Par Abdellah Tourabi

Contrairement aux préjugés et idées reçues, il existe dans la littérature religieuse musulmane des bijoux de modernité et d’audace intellectuelle. Des livres qui abordent avec courage et lucidité des questions qui demeurent toujours d’actualité.

C’est le cas par exemple de La liberté religieuse en islam, un livre écrit par l’égyptien Abdelmoutâal Al Saîdi il y a plus de 60 ans. Imam et enseignant à l’université Al Azhar, influencé par le salafisme éclairé de Mohamed Abdou, Al Saîdi a dédié une grande partie de sa vie à défendre une vision moderne et ouverte de l’islam. Des positions qui lui ont valu une hostilité ouverte de ses confrères, conservateurs et traditionnels, d’Al Azhar. D’ailleurs, La liberté religieuse en islam est composé comme une réponse aux tenants d’une lecture rigide du Coran, qui n’y décèlent qu’interdictions et privations.

Dans ce livre, Al Saîdi défend ardemment la liberté de conscience en islam. En se basant sur le verset “Nulle contrainte en matière de religion”, il fait de la liberté de conscience un principe primordial et une règle qui s’imposent à tout le monde. Selon lui, personne ne peut obliger un individu à embrasser l’islam par la force et la violence, comme il n’existe aucune autorité sur terre suffisamment légitime pour punir celui qui décide de s’en détourner. Avec une démonstration magistrale, sources religieuses à l’appui, il explique que le châtiment de celui qui s’en détourne est d’ordre divin, qui se déroule dans l’au-delà, mais jamais sur terre. Abdelmoutâal Al Saîdi, mort en 1966, s’oppose fermement à l’idée du jihad pour imposer l’islam aux autres. Pour lui, la liberté est un bien commun à l’humanité et la religion doit être forte par sa capacité à convaincre, séduire et incarner un modèle. Les idées de cet homme éclairé et courageux méritent d’être rappelées, car elles sont encore d’actualité. La question de la liberté de conscience n’est pas encore réglée dans le monde musulman, y compris au Maroc. Notre pays a raté une occasion inespérée en refusant de consacrer ce principe dans la Constitution de 2011, pourtant ambitieuse au niveau de l’énonciation des libertés et des droits. L’opposition des conservateurs, et notamment le PJD, à l’inscription de la liberté de conscience dans la Constitution était vaine et inutile.

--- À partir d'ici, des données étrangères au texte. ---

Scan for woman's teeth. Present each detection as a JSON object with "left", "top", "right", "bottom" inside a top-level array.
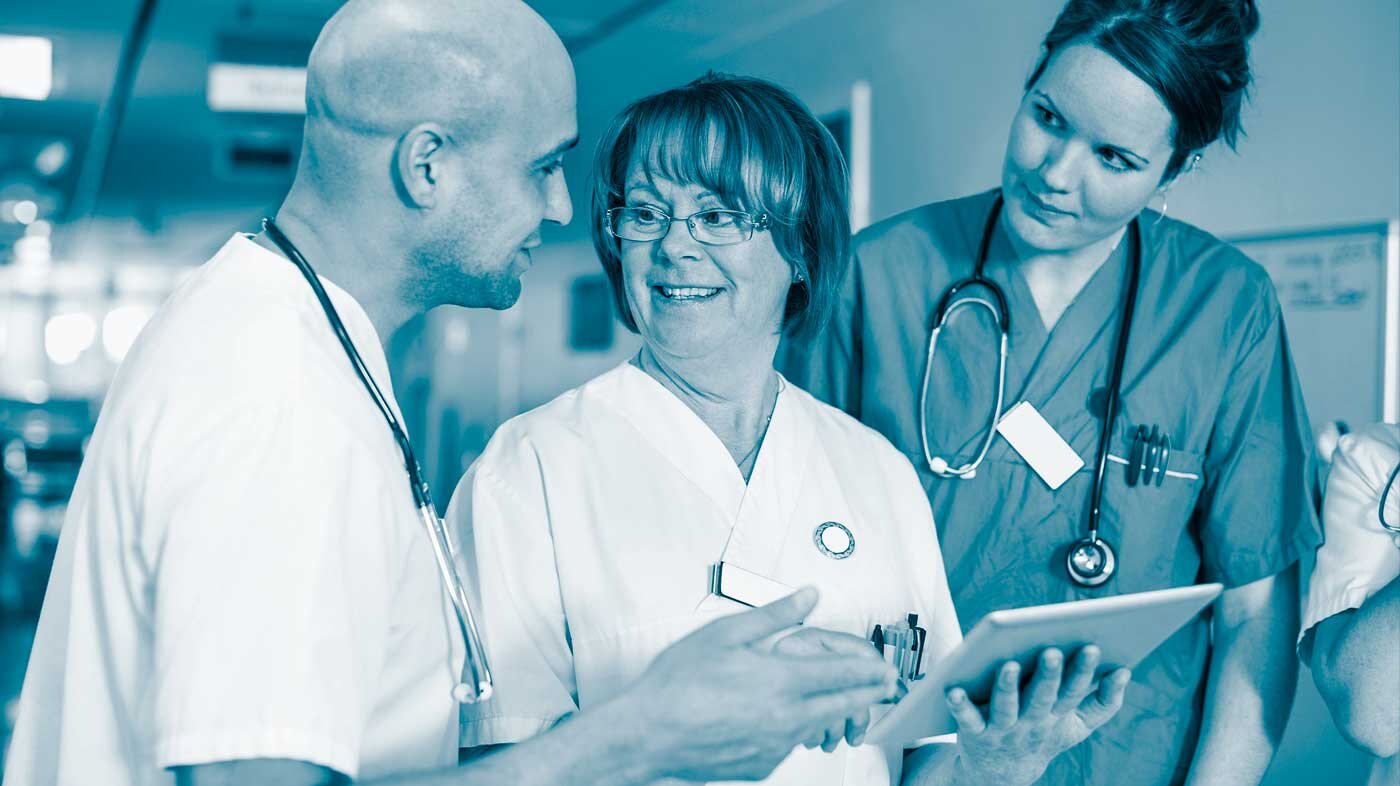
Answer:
[{"left": 657, "top": 287, "right": 720, "bottom": 300}]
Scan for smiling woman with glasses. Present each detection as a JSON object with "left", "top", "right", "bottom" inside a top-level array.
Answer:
[{"left": 448, "top": 74, "right": 1124, "bottom": 786}]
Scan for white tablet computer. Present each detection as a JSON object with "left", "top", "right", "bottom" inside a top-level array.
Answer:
[{"left": 867, "top": 584, "right": 1222, "bottom": 745}]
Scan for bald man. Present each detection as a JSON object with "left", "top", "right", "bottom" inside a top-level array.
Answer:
[{"left": 4, "top": 0, "right": 893, "bottom": 786}]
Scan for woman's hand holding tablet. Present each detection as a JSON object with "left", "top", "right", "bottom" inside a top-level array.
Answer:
[{"left": 946, "top": 644, "right": 1131, "bottom": 786}]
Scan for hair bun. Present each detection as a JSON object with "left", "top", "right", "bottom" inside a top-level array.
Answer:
[{"left": 1235, "top": 0, "right": 1259, "bottom": 38}]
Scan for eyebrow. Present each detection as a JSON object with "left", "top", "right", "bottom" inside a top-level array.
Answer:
[
  {"left": 535, "top": 135, "right": 578, "bottom": 164},
  {"left": 1036, "top": 90, "right": 1152, "bottom": 168}
]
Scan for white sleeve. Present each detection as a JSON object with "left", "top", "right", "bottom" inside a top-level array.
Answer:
[
  {"left": 1298, "top": 433, "right": 1400, "bottom": 660},
  {"left": 149, "top": 402, "right": 400, "bottom": 778},
  {"left": 447, "top": 429, "right": 578, "bottom": 748}
]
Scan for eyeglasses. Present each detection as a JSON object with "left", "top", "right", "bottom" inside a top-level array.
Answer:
[{"left": 608, "top": 207, "right": 769, "bottom": 245}]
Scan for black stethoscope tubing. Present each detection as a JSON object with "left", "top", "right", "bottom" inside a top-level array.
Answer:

L’exercice de cette liberté n’est ni une subversion ni une insulte à la religion. Elle est l’affirmation d’un choix personnel, d’un rapport direct et réfléchi avec la foi et ne porte atteinte à personne. Dans un pays qui se veut à la pointe de la démocratie et du respect des droits de l’Homme dans sa région, le lien qui relie entre eux les individus est celui de la citoyenneté et de la nation. La religion est un fondement culturel et un ciment social, mais elle ne doit pas relever de la foi aveugle qui s’impose à tous. La foi est basée avant tout sur une liberté simple et essentielle, celle de croire ou de ne pas croire, comme c’est énoncé souvent dans le Coran. Une évidence qu’on préfère sacrifier sur l’autel du calcul politique et de l’aveuglement doctrinaire.